2. For parcels where service lines are not provided, a compensating factor shall be applied to allow for the distance to the lateral sewer line. The factor shall be computed as follows:

Factor = 160 – (distance from property – 1/2 right-of-way)

( line to sewer width )

160

The area, as determined in (9)(c)(1) above, shall be multiplied by this factor to determine the equivalent area of service for the lateral system. Lateral system costs shall also include at least an eight-inch equivalent cost for a portion of all existing or new trunk sewer lines larger than eight-inch diameter which are necessary to complete the sewer system within the improvement district.

(7) Other local improvements. The cost of local improvements not identified in subsections (3) through (9) of this section shall be borne by the property specially benefitted as provided in the council resolution forming the local improvement district.
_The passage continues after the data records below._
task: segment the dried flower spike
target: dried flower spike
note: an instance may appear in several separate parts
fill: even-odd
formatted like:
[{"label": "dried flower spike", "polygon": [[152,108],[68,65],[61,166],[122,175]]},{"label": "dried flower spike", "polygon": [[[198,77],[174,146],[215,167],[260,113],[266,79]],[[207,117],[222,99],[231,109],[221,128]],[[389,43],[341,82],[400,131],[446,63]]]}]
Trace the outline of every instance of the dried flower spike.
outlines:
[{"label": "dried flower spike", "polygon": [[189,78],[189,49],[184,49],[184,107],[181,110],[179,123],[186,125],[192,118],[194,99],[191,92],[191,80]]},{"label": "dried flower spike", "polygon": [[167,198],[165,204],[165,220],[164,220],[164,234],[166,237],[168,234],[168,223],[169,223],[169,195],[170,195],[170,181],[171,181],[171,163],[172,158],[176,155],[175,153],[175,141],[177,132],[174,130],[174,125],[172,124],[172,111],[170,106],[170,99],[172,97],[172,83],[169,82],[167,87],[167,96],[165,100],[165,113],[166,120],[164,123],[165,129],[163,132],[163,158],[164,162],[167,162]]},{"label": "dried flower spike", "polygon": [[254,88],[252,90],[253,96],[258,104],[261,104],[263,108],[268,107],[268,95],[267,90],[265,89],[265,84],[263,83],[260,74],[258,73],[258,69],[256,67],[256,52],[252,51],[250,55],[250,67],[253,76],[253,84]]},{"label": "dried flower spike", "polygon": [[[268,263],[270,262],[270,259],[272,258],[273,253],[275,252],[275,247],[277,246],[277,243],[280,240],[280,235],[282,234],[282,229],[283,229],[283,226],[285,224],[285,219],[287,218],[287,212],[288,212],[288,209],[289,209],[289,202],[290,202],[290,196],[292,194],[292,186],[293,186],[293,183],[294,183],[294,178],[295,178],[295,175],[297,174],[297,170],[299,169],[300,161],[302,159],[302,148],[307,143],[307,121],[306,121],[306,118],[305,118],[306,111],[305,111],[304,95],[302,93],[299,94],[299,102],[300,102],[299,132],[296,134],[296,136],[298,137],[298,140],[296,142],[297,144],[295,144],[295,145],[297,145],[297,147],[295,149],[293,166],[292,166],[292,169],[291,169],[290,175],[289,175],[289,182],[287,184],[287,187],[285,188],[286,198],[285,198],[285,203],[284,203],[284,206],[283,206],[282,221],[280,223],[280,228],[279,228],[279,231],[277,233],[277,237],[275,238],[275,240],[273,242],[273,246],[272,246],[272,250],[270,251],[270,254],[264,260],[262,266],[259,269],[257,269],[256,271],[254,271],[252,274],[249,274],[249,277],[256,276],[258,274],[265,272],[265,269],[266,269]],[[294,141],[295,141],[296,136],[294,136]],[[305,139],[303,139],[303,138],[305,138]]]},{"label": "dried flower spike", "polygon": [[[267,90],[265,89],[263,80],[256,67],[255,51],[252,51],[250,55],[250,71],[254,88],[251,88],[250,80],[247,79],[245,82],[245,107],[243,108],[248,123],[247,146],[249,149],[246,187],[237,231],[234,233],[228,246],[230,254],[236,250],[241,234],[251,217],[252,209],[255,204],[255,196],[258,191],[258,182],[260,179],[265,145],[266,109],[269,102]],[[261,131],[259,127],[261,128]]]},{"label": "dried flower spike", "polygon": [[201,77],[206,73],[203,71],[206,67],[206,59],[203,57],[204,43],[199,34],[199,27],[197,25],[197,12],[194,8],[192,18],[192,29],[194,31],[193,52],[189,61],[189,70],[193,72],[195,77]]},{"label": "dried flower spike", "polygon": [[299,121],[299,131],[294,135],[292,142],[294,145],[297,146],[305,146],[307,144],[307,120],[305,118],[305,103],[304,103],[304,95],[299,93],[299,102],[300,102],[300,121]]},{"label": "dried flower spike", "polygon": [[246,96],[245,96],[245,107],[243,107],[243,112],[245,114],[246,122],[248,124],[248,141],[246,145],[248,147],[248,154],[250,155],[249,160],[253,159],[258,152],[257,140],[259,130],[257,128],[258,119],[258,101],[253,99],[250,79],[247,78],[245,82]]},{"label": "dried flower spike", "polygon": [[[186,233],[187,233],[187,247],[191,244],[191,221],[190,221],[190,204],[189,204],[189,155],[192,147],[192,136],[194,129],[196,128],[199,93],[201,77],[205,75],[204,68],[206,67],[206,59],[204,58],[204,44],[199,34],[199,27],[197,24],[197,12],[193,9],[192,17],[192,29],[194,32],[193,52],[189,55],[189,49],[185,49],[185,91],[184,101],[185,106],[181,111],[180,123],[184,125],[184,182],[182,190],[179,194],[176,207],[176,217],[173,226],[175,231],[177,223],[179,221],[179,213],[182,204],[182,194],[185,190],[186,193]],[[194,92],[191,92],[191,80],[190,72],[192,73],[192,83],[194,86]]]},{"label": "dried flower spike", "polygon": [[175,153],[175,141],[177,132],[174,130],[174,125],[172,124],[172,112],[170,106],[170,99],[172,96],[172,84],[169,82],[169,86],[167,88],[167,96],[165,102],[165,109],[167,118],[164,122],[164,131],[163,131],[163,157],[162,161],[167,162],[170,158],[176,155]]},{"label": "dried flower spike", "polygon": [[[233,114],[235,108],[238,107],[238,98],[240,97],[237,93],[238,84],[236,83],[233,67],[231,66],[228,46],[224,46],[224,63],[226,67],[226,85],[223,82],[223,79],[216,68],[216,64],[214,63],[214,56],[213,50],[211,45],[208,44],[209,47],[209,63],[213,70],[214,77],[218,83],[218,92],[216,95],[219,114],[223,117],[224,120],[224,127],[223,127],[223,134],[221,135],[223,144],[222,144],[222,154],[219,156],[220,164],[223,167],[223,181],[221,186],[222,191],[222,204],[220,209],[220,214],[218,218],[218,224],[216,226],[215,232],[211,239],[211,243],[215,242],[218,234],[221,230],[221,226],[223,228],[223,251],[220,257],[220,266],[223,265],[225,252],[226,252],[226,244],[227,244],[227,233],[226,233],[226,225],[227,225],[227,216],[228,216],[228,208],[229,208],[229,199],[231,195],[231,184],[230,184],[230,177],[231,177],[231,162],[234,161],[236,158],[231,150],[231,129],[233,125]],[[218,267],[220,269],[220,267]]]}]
(8) When parcels of real property to be assessed are in a planned unit development, condominium or other development in which the common elements are jointly owned by those owning individual units within the development, the entire development shall be treated as a single parcel and its assessment shall be determined as provided in subsection 7.175(2). After determining the assessment for the entire planned unit development or condominium, the assessment shall then be apportioned and assessed against each individual unit of ownership within the planned unit development or condominium and that unit’s interest in the common elements according to the terms of the irrevocable petition, if there is one, or according to the recorded declaration if it contains express language directing the apportionment of assessments for public improvements. Notwithstanding the foregoing sentence, the city engineer may select an alternative method if, in the engineer’s judgment, the recorded declaration does not provide adequate security for payment of the owners’ obligations to the city and the alternative method is equitable to all owners. Absent such express language in an irrevocable petition, a recorded declaration, or a determination by the council that only specific individual units within the planned unit development or condominium specially benefit from the improvement and should therefore bear the assessments, the assessments shall be apportioned and assessed among the individual units according to the individual unit’s proportionate interest in the common elements. Where the foregoing provisions conflict or do not provide sufficient guidance, the city engineer shall make an equitable apportionment of the assessments according to the engineer’s judgment as to proportionate benefit and in a manner that provides adequate security to assure payment of the owners’ financial obligations to the city.

(9) Without repeating the notice required by section 7.185, prior to enactment of the ordinance levying the assessment required by section 7.190, the proposed assessments for individual parcels of real property calculated under subsection 7.175(2) and section 7.180 may be adjusted by a written agreement between the affected owners and the city engineer provided:

(a) No parcel’s adjusted proposed assessment exceeds the assessed value of the parcel at the time of the agreement;

(b) The proposed adjusted assessment for any parcel subject to subsections 7.160(2) and (3) remains within the limitations imposed under subsections 7.160(2) and (3); and

(c) There is no increase in the city’s share of project costs or in assessments to other parcels within the project whose owners were not a party to the agreement.

(Section 7.175 added by Ordinance No. 17955, enacted April 11, 1977; amended by Ordinance No. 19393 enacted July 28, 1986, effective January 28, 1987; Ordinance No. 19653, enacted November 22, 1989, effective May 22, 1990; Ordinance No. 19773, enacted May 13, 1991, effective July 1, 1991; Ordinance No. 19808, enacted November 4, 1991, effective May 4, 1992; Ordinance No. 19922, enacted June 21, 1993; Ordinance No. 20214, enacted October 23, 2000, effective April 23, 2001; Ordinance No. 20236, enacted November 26, 2002, effective May 26, 2002; Ordinance No. 20321, enacted May 25, 2004, effective November 24, 2004; Ordinance No. 20390, enacted August 13, 2007, effective February 14, 2008; Ordinance No. 20469, enacted December 15, 2010, effective June 17, 2011.)